Les négociateurs pour la formation du nouveau gouvernement fédéral ont repris leurs travaux ce samedi vers 10h30 au Palais d'Egmont, à Bruxelles, sous la conduite des co-formateurs Alexander De Croo (Open VLD) et Paul Magnette (PS). Ils ont abordé les dossiers parmi les plus sensibles, comme l’asile et la migration, les pensions, le marché de l’emploi. Pour la répartition des postes, qu’ils espèrent pouvoir trancher avant lundi matin, l'actuelle Première ministre Sophie Wilmès pourrait prendre le poste de vice-Première ministre MR. C’est ce qu’elle a confié à la VRT, lors d’une longue interview matinale à son cabinet pour "De ochtend" (Radio 1).

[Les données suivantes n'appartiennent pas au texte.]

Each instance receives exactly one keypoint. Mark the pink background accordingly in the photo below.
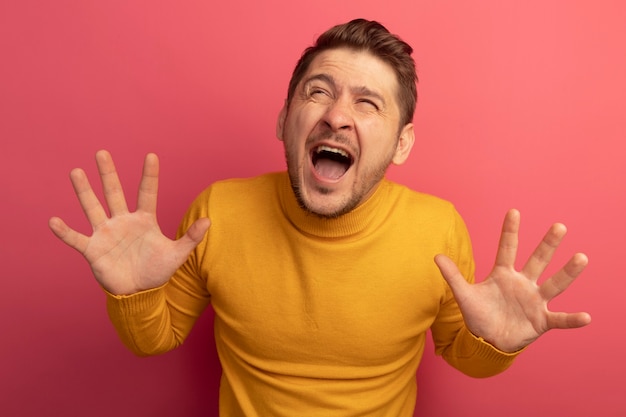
(521, 105)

Au menu de ce troisième jour de négociations entre familles socialiste, libérale, écologiste et le CD&V (baptisée la coalition "Vivaldi") figuraient la justice, la sécurité, l'asile et la migration, le marché du travail, les pensions ainsi que le budget et la fiscalité, indiquaient diverses sources. Dans une ambiance qualifiée de "très studieuse", ces "tout gros dossiers" pourraient emmener les négociateurs loin dans la nuit de samedi à dimanche, ou reprendre dimanche si leur première lecture n'est pas finalisée.

Certains négociateurs formulaient l'espoir de venir ce samedi à bout du programme du jour de manière à pouvoir dès dimanche entamer une seconde lecture de l'ensemble. D'autres voyaient le vrai gros travail pour dimanche. Les représentants des 7 partis discuteraient alors des derniers points à trancher au cours d'une négociation finale. Les modalités de la pension minimale à 1.500 euros (net ou brut?), par exemple, ne pourraient être affinées qu'avec les ultimes discussions budgétaires.

Viendrait ensuite - peut-être pour la nuit de dimanche à lundi - la répartition des postes pour le nouveau gouvernement, avec la question du Premier ministre. L'espoir serait d'atterrir lundi matin. Les co-formateurs Alexander De Croo et Paul Magnette sont en effet attendus ce jour-là au Palais royal pour faire rapport au chef de l'État. Qui, peut-être, désignerait alors un Premier ministre.

Après des mois difficiles, il est temps de prendre de la distance. Mais il est probable que je devienne vice-Première ministre pour le MR
Sophie Wilmès, Première ministre

A propos du casting, la cheffe du gouvernement actuel, Sophie Wilmès, a confié ce samedi matin à la VRT - lors d’une interview au petit-déjeuner à son cabinet (photo) - qu'elle sera probablement la vice-Première ministre MR du prochain exécutif fédéral. "Ce sont mes derniers jours au 16 rue de la Loi", disait-elle. "Enfin, probablement, car en Belgique, on ne sait jamais."

Sera-t-elle à nouveau candidate Première ministre ? "On ne peut pas vraiment être candidat à ce poste. Il vous est proposé. "Dans ma vie, je voudrais apporter une contribution positive à la société, mais on peut le faire sans être Premier ministre", indiquait Sophie Wilmès. Est-ce un poste de vice-Première qui l'attend ? "Probablement, oui. Je n'ai pas l'intention de mettre un terme à mon engagement politique. Les mois écoulés ont été très difficiles. Ce serait bien de prendre un peu de distance et de réfléchir au futur", ajoute-t-elle.

La coalition Vivaldi s'est engagée ce jeudi dans une course contre-la-montre pour présenter une déclaration gouvernementale jeudi prochain, 1er octobre, devant les députés, qui se réuniront pour l'occasion au Parlement européen, un hémicycle plus spacieux permettant de respecter les distances sanitaires. Les congrès de parti pourraient se tenir mercredi. On ignore encore sous quelle forme, en ces temps de coronavirus.